Вдруг один конверт, совсем не делового вида, надписанный знакомым почерком, заставил его нахмуриться.
Это было письмо от полковницы Вейс.
Пробежав листок, он смял его в досаде и кинул в корзину у стола, потом, подумав, позвонил.
Вошел дежурный камердинер, поляк Коханский.
— Узнай, пожалуйста, поднялась княгиня? И нет ли у нее кого? Я должен ее видеть.

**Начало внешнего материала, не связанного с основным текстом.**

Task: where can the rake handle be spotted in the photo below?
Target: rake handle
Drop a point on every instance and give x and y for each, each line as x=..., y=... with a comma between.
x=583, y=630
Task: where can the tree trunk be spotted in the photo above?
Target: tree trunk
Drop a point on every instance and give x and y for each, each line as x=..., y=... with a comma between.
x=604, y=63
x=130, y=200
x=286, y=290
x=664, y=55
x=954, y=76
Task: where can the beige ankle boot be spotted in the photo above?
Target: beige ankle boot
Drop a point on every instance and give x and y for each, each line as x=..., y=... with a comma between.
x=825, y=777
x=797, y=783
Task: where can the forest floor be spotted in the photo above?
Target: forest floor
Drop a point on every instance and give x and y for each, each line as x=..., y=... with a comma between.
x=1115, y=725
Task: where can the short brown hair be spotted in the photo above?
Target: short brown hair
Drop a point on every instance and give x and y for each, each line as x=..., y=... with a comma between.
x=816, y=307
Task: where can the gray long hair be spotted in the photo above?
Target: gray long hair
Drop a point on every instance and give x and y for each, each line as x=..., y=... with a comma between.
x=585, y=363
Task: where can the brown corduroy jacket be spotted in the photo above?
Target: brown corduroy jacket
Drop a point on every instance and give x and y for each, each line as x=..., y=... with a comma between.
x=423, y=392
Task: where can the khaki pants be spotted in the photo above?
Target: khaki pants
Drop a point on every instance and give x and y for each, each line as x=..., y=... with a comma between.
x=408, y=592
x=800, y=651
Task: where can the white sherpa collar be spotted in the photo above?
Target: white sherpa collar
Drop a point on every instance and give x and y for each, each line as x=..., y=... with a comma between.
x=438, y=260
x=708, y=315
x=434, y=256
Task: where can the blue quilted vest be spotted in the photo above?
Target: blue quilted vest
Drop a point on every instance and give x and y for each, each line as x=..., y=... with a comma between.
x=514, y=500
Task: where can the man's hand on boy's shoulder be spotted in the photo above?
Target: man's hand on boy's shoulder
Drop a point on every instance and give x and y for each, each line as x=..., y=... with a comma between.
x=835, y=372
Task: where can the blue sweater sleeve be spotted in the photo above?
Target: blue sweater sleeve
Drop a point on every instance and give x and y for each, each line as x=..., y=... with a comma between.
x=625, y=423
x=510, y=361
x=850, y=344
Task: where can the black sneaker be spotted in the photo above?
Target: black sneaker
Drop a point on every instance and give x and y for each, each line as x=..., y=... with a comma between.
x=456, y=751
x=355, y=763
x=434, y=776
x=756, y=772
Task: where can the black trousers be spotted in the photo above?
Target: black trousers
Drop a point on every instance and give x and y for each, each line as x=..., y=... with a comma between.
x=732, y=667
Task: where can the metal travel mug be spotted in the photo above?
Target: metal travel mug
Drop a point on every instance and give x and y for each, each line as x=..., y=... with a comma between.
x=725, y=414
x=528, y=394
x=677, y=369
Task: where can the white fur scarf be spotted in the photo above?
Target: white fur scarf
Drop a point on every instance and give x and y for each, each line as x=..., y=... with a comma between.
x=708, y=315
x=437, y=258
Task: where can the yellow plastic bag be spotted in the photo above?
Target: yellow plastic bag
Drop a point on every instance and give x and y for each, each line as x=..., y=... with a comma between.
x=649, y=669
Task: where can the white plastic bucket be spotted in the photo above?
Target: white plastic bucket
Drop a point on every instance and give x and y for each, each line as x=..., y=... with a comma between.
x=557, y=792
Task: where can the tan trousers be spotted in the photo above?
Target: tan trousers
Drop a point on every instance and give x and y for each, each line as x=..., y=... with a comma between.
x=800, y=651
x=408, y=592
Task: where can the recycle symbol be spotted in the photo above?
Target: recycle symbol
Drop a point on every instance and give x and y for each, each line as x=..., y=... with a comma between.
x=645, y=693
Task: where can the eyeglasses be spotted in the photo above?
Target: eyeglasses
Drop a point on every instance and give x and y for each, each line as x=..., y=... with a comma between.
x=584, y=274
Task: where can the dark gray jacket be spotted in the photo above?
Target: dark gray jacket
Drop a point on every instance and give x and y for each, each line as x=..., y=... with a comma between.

— Ее светлость ожидает яснейшего князя, — через несколько минут доложил Коханский.
Жанета встретила мужа тоже с каким-то письмом в руках.
За последнее время княгиня Лович стала прихварывать довольно часто, но быстро оправлялась, как будто силой воли отгоняла досадные приступы болезни, зная, что муж не любил видеть ее бледной, исхудалой, с темными кругами вокруг глаз.
Зато, если она была весела, если щеки ее покрывались обычным нежным, пленительным румянцем и глаза загорались, — Константин мог молча часами сидеть, любуясь на свою «голубку».
— От папа письмо, — подставляя губы и лоб для поцелуя, радостно объявила ему княгиня.